Bu, Trump'ın onay oranı yüzde 50'nin altına düşmeye devam ederse 2020'de kesinlikle yeniden seçimi kaybedeceği anlamına mı geliyor? Kesinlikle hayır. Trump'ın hem adaylığında hem de görevdeki çalkantılı zamanında kanıtladığı bir şey varsa, emsalin bu başkan için hiçbir şey ifade etmediğidir.

Şu şaşırtıcı gerçeğe bir bakın: Trump, tüm zamanların en az sevilen büyük parti başkan adayı olmasına rağmen 2016'da seçildi. Onun unfavorability değerlendirme seçim günü bir kuyruklu yüzde 61 idi. Rakibi Hillary Clinton'ın yüzde 51 ile tarihteki ikinci en yüksek olumsuzluk oranına sahip olmasına yardımcı oldu.

Her iş onayı anketinin aynı sayılarla gelmediğini fark edebilirsiniz . Bunun nedeni, her anket kuruluşunun biraz farklı bir metodoloji kullanmasıdır. Gallup ve Quinnipiac gibi bazı anketörler, 18 yaşın üzerindeki Amerikalıları temsil eden bir örneklemi arar ve onlara sadece başkanın iş performansını onaylayıp onaylamadıklarını sorarlar. Trump'ın durumunda, bu anketler daha düşük onay ve daha yüksek onaylanmama sayılarıyla sonuçlanıyor.

Peki ya Trump'ın favori anketçisi Rasmussen Reports? Bu durumda, Rasmussen sadece Amerikalı yetişkinleri ve hatta daha sıkı bir demografik olan Amerikalı kayıtlı seçmenleri yoklamıyor. Rasmussen, yalnızca bir sonraki seçimde oy verebileceklerini söyleyen " olası seçmenlerden " gelen yanıtları sayıyor . Rasmussen aynı zamanda insanları günlük olarak anket yapan tek şirkettir.

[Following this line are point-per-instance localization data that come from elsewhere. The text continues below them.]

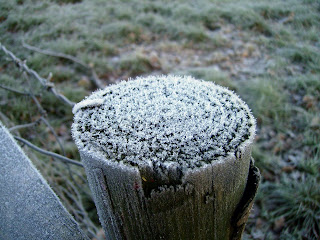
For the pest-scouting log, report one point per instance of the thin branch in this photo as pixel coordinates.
(95, 79)
(13, 90)
(48, 85)
(17, 127)
(51, 154)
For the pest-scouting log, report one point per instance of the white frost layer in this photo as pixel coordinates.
(163, 120)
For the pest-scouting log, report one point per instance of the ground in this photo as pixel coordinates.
(268, 52)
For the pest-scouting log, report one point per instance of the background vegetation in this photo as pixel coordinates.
(267, 51)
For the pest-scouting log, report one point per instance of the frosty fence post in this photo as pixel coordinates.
(168, 157)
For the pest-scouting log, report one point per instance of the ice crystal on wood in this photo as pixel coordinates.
(162, 121)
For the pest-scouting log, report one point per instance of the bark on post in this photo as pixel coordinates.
(168, 157)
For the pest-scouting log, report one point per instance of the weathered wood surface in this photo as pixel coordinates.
(29, 209)
(168, 157)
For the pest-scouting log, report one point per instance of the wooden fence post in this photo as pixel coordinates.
(168, 157)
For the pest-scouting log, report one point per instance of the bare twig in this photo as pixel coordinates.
(17, 127)
(13, 90)
(48, 85)
(94, 78)
(48, 153)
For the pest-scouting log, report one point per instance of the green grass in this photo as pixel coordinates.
(123, 39)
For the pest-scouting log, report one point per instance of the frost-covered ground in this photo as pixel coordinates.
(268, 52)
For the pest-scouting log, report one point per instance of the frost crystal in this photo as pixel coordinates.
(163, 121)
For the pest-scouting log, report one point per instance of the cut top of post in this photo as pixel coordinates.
(161, 121)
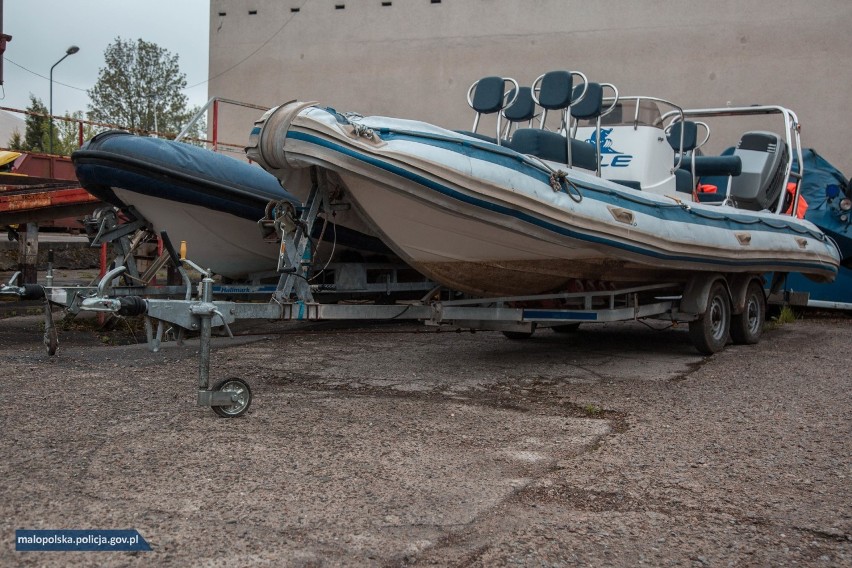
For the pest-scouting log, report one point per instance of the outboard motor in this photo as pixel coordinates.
(764, 157)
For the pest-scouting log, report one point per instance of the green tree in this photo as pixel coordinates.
(67, 133)
(16, 142)
(140, 84)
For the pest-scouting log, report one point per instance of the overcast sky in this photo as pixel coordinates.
(42, 30)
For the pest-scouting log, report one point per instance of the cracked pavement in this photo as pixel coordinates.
(392, 445)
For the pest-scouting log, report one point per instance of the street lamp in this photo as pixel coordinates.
(70, 51)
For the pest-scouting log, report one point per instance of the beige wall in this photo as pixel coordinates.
(415, 59)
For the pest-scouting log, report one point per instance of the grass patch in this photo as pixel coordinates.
(785, 315)
(592, 410)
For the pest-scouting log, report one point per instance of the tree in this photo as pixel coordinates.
(16, 143)
(140, 85)
(37, 133)
(67, 133)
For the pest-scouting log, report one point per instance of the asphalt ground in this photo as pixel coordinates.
(388, 445)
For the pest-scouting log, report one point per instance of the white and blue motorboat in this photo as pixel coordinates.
(211, 201)
(531, 211)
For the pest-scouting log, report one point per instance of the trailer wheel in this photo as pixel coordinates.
(709, 333)
(747, 327)
(239, 389)
(519, 335)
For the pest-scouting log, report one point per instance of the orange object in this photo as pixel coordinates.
(803, 205)
(702, 189)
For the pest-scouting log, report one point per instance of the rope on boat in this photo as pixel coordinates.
(559, 182)
(363, 131)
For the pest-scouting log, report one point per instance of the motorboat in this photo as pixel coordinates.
(534, 209)
(210, 200)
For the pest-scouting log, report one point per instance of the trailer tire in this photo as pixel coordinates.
(241, 390)
(709, 333)
(747, 327)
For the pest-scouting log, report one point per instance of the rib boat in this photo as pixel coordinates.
(211, 201)
(529, 210)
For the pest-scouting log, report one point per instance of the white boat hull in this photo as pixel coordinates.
(234, 246)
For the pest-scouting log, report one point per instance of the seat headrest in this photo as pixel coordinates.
(488, 95)
(592, 104)
(523, 109)
(556, 90)
(690, 135)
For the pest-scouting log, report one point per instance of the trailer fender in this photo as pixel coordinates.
(694, 299)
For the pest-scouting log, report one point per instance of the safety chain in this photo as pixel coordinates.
(559, 181)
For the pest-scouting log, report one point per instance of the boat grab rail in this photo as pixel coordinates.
(505, 103)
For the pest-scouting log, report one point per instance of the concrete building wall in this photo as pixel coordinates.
(417, 58)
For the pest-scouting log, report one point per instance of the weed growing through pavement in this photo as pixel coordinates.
(592, 410)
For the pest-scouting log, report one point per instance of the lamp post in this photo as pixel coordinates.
(70, 51)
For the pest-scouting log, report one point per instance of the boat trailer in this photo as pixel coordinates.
(716, 306)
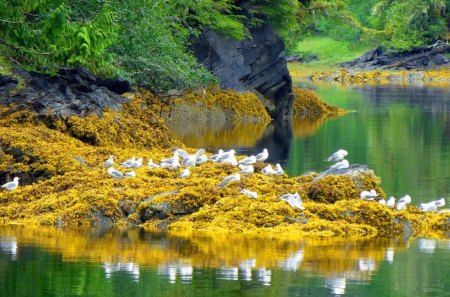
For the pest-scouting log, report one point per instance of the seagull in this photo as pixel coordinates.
(11, 185)
(249, 193)
(279, 170)
(261, 157)
(339, 165)
(228, 179)
(128, 162)
(391, 202)
(401, 205)
(229, 157)
(135, 164)
(430, 206)
(440, 203)
(368, 194)
(294, 200)
(130, 174)
(268, 170)
(406, 199)
(226, 155)
(247, 169)
(217, 156)
(114, 173)
(151, 164)
(185, 173)
(248, 161)
(337, 156)
(201, 159)
(172, 159)
(109, 162)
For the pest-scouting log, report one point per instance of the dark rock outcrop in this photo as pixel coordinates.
(255, 64)
(422, 58)
(71, 92)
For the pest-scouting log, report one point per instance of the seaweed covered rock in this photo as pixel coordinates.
(71, 92)
(63, 182)
(308, 104)
(344, 184)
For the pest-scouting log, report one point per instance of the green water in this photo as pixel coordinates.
(402, 133)
(52, 262)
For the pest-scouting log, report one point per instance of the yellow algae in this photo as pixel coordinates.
(63, 183)
(429, 77)
(308, 104)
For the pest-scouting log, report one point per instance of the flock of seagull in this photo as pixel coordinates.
(181, 158)
(401, 204)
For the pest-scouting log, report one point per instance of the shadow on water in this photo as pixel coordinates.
(91, 263)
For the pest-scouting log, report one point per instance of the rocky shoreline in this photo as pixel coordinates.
(59, 158)
(420, 66)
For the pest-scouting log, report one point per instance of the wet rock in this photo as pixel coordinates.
(157, 211)
(254, 64)
(71, 92)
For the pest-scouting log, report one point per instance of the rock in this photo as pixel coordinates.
(72, 92)
(7, 79)
(254, 64)
(379, 59)
(116, 85)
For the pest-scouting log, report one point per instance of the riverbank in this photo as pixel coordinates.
(63, 182)
(430, 77)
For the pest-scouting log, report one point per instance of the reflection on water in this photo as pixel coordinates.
(194, 135)
(324, 266)
(401, 132)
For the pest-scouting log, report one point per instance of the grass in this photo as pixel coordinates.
(329, 52)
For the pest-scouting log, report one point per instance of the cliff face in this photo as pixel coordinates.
(256, 64)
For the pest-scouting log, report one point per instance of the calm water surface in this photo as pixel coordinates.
(402, 133)
(52, 262)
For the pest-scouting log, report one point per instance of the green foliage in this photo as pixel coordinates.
(47, 34)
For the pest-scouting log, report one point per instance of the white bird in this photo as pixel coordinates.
(114, 173)
(249, 193)
(185, 173)
(368, 194)
(430, 206)
(136, 164)
(128, 162)
(340, 165)
(247, 169)
(151, 164)
(130, 174)
(230, 178)
(440, 203)
(226, 155)
(268, 170)
(217, 156)
(261, 157)
(294, 200)
(337, 156)
(11, 185)
(171, 163)
(248, 160)
(400, 205)
(230, 158)
(172, 159)
(201, 159)
(391, 202)
(406, 199)
(109, 162)
(279, 170)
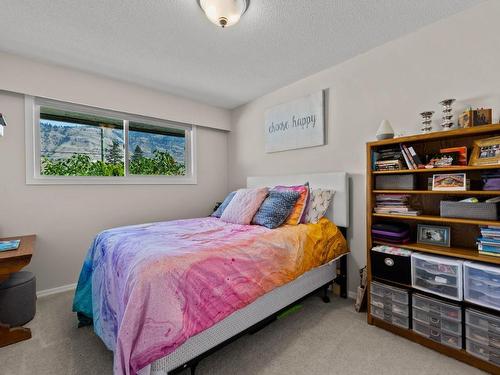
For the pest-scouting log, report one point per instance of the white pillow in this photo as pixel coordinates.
(318, 204)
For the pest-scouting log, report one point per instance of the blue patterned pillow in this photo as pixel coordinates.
(218, 212)
(276, 208)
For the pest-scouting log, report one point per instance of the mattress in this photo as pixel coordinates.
(151, 287)
(239, 321)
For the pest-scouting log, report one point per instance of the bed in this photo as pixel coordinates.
(159, 315)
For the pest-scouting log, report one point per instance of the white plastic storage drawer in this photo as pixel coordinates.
(484, 321)
(455, 341)
(388, 292)
(390, 317)
(438, 275)
(483, 337)
(482, 284)
(484, 352)
(384, 303)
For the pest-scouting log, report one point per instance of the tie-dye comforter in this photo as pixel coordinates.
(150, 287)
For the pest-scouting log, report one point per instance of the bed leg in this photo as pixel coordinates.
(325, 297)
(192, 368)
(342, 278)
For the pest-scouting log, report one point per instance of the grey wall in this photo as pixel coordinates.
(457, 57)
(67, 217)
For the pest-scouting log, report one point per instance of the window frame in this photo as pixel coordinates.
(33, 157)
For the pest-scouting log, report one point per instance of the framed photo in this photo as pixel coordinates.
(486, 152)
(475, 117)
(449, 182)
(433, 235)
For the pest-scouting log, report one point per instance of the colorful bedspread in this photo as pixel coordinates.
(150, 287)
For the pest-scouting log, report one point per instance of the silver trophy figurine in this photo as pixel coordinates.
(426, 121)
(447, 115)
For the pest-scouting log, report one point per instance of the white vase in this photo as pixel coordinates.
(385, 130)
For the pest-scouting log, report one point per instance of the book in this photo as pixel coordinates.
(488, 253)
(9, 245)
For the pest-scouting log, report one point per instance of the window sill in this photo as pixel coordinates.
(129, 180)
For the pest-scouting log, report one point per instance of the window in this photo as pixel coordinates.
(68, 143)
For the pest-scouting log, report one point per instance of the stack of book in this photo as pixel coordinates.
(489, 242)
(394, 204)
(389, 159)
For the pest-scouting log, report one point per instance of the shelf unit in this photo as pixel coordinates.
(466, 230)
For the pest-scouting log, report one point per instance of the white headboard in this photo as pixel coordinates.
(338, 181)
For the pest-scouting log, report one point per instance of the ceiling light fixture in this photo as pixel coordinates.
(224, 13)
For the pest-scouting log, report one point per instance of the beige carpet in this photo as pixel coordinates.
(319, 339)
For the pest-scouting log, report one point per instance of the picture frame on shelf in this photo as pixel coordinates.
(475, 117)
(485, 152)
(433, 235)
(449, 182)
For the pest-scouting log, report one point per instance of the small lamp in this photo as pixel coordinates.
(3, 124)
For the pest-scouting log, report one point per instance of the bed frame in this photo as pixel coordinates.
(266, 308)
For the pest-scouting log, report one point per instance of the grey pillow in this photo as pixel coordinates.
(218, 212)
(276, 208)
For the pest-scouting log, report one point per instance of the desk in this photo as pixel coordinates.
(10, 262)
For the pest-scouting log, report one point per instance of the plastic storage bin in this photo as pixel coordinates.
(468, 210)
(482, 284)
(455, 341)
(395, 307)
(392, 293)
(389, 304)
(436, 314)
(487, 322)
(390, 317)
(438, 275)
(484, 352)
(483, 337)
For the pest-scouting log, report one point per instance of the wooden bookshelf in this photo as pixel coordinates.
(457, 252)
(438, 219)
(464, 231)
(464, 168)
(434, 192)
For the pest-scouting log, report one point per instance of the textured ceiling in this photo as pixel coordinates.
(171, 46)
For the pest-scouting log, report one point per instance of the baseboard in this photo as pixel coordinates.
(59, 289)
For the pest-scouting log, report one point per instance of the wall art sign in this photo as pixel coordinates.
(296, 124)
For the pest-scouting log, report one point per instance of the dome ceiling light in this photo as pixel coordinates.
(224, 13)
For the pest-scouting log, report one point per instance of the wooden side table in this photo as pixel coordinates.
(10, 262)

Bunun da ötesinde, Rasmussen Raporları katılımcılara dört seçenek sunar: "kesinlikle onaylayın", "biraz onaylayın", "bir şekilde onaylamayın" ve "kesinlikle onaylamayın". Trump'ın durumunda, "biraz onaylama" ifadesinin dahil edilmesi, Rasmussen onay sayılarını diğer büyük ulusal anketörlerden 10 puan daha fazla yükseltmek için yeterli görünüyor. Ancak, durum her zaman böyle görünmüyor. 9 Haziran 2020, Rasmussen anketi , olası ABD seçmenlerinin yalnızca yüzde 44'ünün Başkan Trump'ın iş performansını onayladığını ortaya koydu. En son Gallup anketinin bulgularıancak 10 Haziran 2020'de açıklanan Trump'ın onay notunun yüzde 39'a düştüğünü gösterdi. 25 Mayıs George Floyd'un polis nezaretinde ölümünden sonra ülke genelinde protestolar olduğu için anket 28 Mayıs - 4 Haziran 2020 tarihleri ​​arasında yapıldı. Ekim 2019'dan bu yana ilk kez onay oranı yüzde 40'ın altına düştü.

Tabii ki 2020 seçimi 2016 seçimi değil. Belki de en büyük fark, Trump'ın kendi siciline göre yarışan görevdeki bir başkan olmasıdır. Ve 2020 şimdiye kadar nazik olmadı. FiveThirtyEight tahminlerine göre , Trump'ın onay notu 15 Nisan'dan bu yana kayıtlı veya muhtemel seçmenler arasında 12,7 puan düştü . Ve koronavirüs salgını, ardından gelen ekonomik çöküş ve Floyd'un polis tarafından öldürülmesinin ardından protestolar ile başa çıkması, herhangi bir başkanlık onay anketinin söylediğine rağmen, yeniden seçime yönelik en büyük tehdidi olabilir.

Şimdi bu Polarizasyon

Başkan Trump'ın iş onayı sayıları, parti çizgilerine göre dramatik bir şekilde bölünmüş durumda. Gallup'a göre Cumhuriyetçilerin yüzde 92'si cumhurbaşkanının iş performansını onaylarken, Demokratların yüzde 86'sı onaylamıyor.